Mr Johnston said a lecturer asked a friend from Miss Selby’s agriculture course to phone her to see if she was going on their trip to the Royal Smithfield show at the Royal Bath and West Showground.

He said Jake Gale, a fellow student from her agriculture course, phoned her and she answered after five or six rings.

She said hello but as he started to speak to her he ‘heard a noise like wind’ and could not get a response, the inquest was told.

Gary Wandless, a forensic police collision investigator, said the distance from the collision at Milborne Wood to Kingston Maurward meant Miss Selby would not have made it to catch her bus for the trip on time.

Delivery driver Thomas Patrick Harrison, from Wareham, told the inquest he was driving his Unichem van on December 5 when he saw the Renault Clio twitch towards a grass verge when it ‘seemed to be fine – then all of a sudden it flicked straight across the road and hit me head-on’.
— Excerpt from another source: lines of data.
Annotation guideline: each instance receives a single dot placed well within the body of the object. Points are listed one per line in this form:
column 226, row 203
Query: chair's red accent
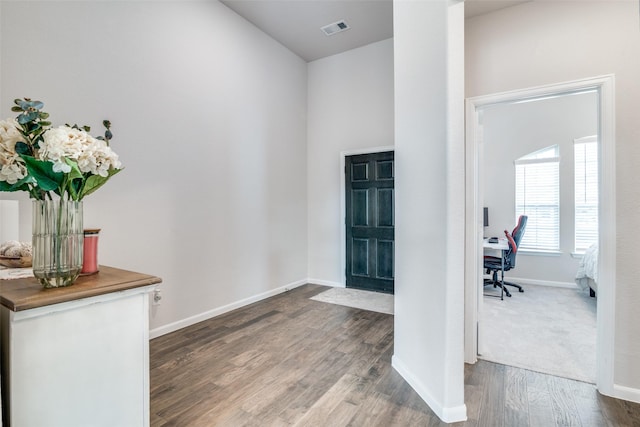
column 512, row 243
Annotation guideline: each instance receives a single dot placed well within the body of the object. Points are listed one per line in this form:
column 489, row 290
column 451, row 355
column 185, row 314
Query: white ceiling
column 296, row 23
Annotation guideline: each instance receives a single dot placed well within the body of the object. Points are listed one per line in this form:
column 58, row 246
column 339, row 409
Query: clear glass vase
column 57, row 242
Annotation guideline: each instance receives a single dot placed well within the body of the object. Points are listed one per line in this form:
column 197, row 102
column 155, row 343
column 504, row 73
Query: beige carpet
column 545, row 329
column 366, row 300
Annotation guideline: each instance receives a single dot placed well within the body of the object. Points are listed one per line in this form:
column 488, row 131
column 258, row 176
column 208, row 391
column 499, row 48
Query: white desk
column 502, row 245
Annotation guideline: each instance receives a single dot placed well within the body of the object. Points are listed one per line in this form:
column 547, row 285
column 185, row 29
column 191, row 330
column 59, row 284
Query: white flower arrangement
column 42, row 160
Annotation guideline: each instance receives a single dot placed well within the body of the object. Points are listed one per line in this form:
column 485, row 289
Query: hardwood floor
column 289, row 360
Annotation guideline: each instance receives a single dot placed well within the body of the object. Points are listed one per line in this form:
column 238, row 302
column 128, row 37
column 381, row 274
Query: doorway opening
column 603, row 87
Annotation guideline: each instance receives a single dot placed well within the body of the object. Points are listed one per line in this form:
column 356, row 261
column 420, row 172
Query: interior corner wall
column 428, row 340
column 209, row 120
column 350, row 108
column 511, row 131
column 552, row 42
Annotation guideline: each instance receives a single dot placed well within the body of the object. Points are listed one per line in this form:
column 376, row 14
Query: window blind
column 586, row 192
column 538, row 197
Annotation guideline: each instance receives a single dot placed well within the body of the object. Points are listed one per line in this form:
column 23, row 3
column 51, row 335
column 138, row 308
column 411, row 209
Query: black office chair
column 508, row 260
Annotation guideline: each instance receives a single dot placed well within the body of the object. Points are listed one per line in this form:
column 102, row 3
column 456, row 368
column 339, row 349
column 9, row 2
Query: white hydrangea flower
column 91, row 154
column 12, row 167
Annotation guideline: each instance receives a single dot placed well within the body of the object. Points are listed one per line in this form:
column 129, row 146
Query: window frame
column 594, row 177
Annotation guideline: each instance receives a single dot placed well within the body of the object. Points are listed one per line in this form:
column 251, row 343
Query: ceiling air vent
column 335, row 28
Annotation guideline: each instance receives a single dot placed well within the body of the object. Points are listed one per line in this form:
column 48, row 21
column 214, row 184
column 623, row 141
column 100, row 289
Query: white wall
column 209, row 120
column 350, row 108
column 541, row 43
column 511, row 131
column 429, row 309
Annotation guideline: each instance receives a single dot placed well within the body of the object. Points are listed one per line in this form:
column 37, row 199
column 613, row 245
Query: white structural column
column 429, row 141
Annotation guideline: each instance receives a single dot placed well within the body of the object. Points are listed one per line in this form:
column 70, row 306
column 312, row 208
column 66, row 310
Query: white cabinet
column 80, row 362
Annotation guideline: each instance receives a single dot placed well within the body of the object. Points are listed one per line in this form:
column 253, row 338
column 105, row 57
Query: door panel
column 370, row 221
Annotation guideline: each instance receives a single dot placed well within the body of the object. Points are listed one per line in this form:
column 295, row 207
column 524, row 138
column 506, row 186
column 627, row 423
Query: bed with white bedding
column 587, row 275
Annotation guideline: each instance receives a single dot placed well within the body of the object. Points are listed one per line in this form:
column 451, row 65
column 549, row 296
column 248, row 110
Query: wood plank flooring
column 291, row 361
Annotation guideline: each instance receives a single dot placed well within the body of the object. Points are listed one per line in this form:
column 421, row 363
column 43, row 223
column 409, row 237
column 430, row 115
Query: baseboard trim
column 447, row 414
column 172, row 327
column 325, row 283
column 626, row 393
column 523, row 281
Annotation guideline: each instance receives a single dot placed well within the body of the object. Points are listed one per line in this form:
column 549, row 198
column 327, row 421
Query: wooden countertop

Mr Harrison said he saw flames in the Renault Clio but couldn’t open his door until he repeatedly kicked at it.

Speaking after the inquest he said he panicked at the time and had since been recovering from breaking his collarbone, four ribs and two fingers.

He said: “If I could have helped I would have been in there but everything was just in flames and I was not in a fit state to start helping.

“I just feel sorry for her family.”

Mr Johnston said a resident in Milborne St Andrew saw a car going past that she believed to be the Renault Clio.

He said the phone call from Mr Gale was made at 8.10am, five minutes before a call to police was recorded on December 5.

But Mr Johnston said it could not be proved that Miss Selby was searching for and answering her phone at the time of the collision.

Pathologist Dr Mark Deverill said due to fire damage he was not able to ascertain the cause of death but the lack of carbon or soot particles in Miss Selby’s airways suggested she was dead before her car caught fire.

Messages and pictures have been put on a social networking website to pay tribute to Miss Selby.